This story about Chris Mundy and his series “Ozark” first appeared in the Down to the Wire: Drama issue of The Wrap’s awards magazine.
After four seasons of weaving and bobbing their way through money laundering, evading the watchful eye of the FBI and keeping a scary Mexican drug cartel’s deadlier impulses at bay — all while maintaining a dinner-on-the-table nuclear family unit — the Byrde family (led by Emmy nominees Jason Bateman and Laura Linney) finally seemed ready to fly the coop in style in the final season of “Ozark.” Or did they?

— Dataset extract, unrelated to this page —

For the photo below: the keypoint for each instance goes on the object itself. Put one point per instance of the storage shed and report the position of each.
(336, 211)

In a recent interview, showrunner Chris Mundy (who is also nominated for best drama and writing) explained. (Spoilers ahead!)
“Ozark” debuted five summers ago, when not many high-profile drama series came out that time of year. Now everyone seems to do it.

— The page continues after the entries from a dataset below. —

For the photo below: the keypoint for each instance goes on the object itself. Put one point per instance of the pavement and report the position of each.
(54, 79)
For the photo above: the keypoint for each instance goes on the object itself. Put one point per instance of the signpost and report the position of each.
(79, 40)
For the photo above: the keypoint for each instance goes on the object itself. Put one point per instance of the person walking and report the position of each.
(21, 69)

I wouldn’t have known what way to bet before that, but it was perfect. Because in Season 1, we set the clock on our season [storyline] from Memorial Day to Labor Day, like “launder this money by the end of the summer or you’re dead!” So it felt good to me.
Did you have an inkling then of what an incredible legacy it would have?

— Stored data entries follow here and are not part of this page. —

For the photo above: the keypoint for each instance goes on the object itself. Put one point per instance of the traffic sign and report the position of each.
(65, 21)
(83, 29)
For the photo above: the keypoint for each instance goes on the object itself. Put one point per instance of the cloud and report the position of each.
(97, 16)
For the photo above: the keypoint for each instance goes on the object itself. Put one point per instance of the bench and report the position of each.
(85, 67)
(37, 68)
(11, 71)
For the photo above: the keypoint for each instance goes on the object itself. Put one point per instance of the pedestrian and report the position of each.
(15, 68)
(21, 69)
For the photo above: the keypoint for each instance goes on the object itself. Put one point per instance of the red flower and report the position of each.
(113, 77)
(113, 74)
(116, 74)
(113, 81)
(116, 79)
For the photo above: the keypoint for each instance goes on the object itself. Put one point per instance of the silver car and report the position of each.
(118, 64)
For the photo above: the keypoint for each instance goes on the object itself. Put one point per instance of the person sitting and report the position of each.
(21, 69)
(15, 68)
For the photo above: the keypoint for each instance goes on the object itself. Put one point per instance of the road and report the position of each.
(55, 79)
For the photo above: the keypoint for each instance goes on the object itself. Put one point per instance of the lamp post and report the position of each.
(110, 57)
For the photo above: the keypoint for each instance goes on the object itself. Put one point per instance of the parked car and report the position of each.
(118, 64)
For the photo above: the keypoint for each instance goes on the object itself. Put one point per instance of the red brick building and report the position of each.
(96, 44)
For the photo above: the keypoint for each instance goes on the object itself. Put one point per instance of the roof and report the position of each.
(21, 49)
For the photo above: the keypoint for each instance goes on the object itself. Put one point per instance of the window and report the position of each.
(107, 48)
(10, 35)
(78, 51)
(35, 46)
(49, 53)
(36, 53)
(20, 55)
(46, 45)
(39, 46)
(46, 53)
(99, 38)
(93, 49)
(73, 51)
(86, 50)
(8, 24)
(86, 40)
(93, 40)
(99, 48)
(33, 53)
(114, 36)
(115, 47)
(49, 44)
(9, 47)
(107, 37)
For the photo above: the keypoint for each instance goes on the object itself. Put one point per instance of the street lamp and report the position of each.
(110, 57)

No. I mean, you always hope people will watch, obviously. We were hopeful that we could pull it off just because Jason is so good and Laura is so good. And Julia [Garner, as rival Ruth] was better than we ever could have dreamed. But you never assume that it’s going to get a bunch of attention. We were just kind of hoping to plug away and make our weird little show.
One of the hallmarks of the show is that so many of its actors, and not just the leads, get to completely play against type. Like having the beatific Richard Thomas play a real bad dude.
Alexa Fogel is our casting director and she just has amazing taste and judgment. So some of it was just to find the most talented person and they can do anything. Richard is a good example. He’s such a nice person, and he getting to be an asshole alcoholic father, there’s a real joy in getting to write that. I also remember there was a scene in the Season 2 finale where Laura’s character basically gives Ruth’s father [played by Trevor Long] a bag of money to get out of town and then he gets assassinated. I remember Laura turned to us and said, “I never get to be the person to say, ‘Here’s a bag of money, get out of town!’”
You wrote the final episode, which oddly sparked a lot of online debate about what actually happens. (The Byrde family is threatened with damning evidence by hovering private investigator Mel, when the angsty, teenage Jonah Byrde holds a shotgun in Mel’s direction, followed by a smash cut to black, followed by a gunshot.)
I knew that Ruth’s death would be polarizing for people, because it was polarizing for us in the writer’s room, even though I think it was absolutely the right decision. But I didn’t expect there to be any ambiguity about who Jonah shot in that cut to black. I did n’t expect people to be guessing about who he shot: Did he just shoot the cookie jar or maybe one of his parents from him? For me, it was always really clear: Poor Mel is gone. (laughs) But it’s the fun of it. I do love all the theories.
“Ozark” is well-known for having a tight-knit, loving cast, creators and crew. Any talk of a Byrde family reunion, as they’re ostensibly all still with us?
There’s no plan at the moment. But at the same time, I don’t think anyone would ever say never. It is definitely a group of people who all like working together.